Forgiveness
Hi folks,
Welcome Jean Marie, Tracy & Argyle, and everyone else!
I'm putting the finishing touches on another book that goes off to the publisher at the end of the month and I'm also reading Uncle Jim's "Circle of Magic" series at the moment (great stuff!), so I haven't been around much these past few weeks, but here's my thoughts on forgiveness...
It is up to the individual if he or she wishes to forgive. Nevertheless, it is in everyone's best interest to forgive. While we are all responsible for our own actions, PA created a set of circumstances where inappropriate actions were facilitated and even encouraged. Forgiveness allows everyone on this side of the PA divide to come back to come together and to n move forward against PA.

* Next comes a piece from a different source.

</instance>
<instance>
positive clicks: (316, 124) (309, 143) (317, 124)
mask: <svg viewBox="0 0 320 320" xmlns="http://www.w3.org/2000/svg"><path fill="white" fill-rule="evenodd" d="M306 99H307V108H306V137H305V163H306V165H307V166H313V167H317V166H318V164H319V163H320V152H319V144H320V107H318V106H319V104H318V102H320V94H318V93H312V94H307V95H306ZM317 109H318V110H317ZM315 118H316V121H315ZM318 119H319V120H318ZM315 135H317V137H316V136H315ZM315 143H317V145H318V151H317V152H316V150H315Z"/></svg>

Look, I know how some of you feel. One of my best friends once threatened to kill me. A long time ago I was in a cult that used many of the same bullying and fear tactics as what you see on the PAMB. I decided to take them on when I left, unlike most adherents who disappear quietly. I received all sorts of angry emails, letters, etc...
One day I received an email from one of their apologists threatening to kill me. I kept the email, but never reported it to the police since the guy lived several thousand miles away in another country. But I knew this group was crazy enough in that part of the world that he probably meant it.
We did not correspond again until a year later, when I got an email from him with the subject heading "Apology". He apologized for his threats, saying he understood if I no longer wanted any communication with him. I told him the apology was accepted, and I would be open to resuming communication.
He then shared something I found interesting; he said he was a very peaceful person, and he was shocked by his own death threats against me. It was very out of character and it was wrong. His wife and family had also been shocked when he shared it. This caused him to re-evalutate he and his family's relationship with the cult in question, at which point they decided: "We need to get out of here." He had left six months previous, but had been too ashamed up until now to apologize. I didn't hold it against him, not because I'm some kind of saint -- I'm not -- but because I know I had bullied a lot of people when I was involved in this cult, and had said and done things out of character as well.
Today, this fellow is one of the biggest critics of the cult in question, and has helped a number of other people get out. He has since told me that I had I not accepted his apology, he would have just walked away.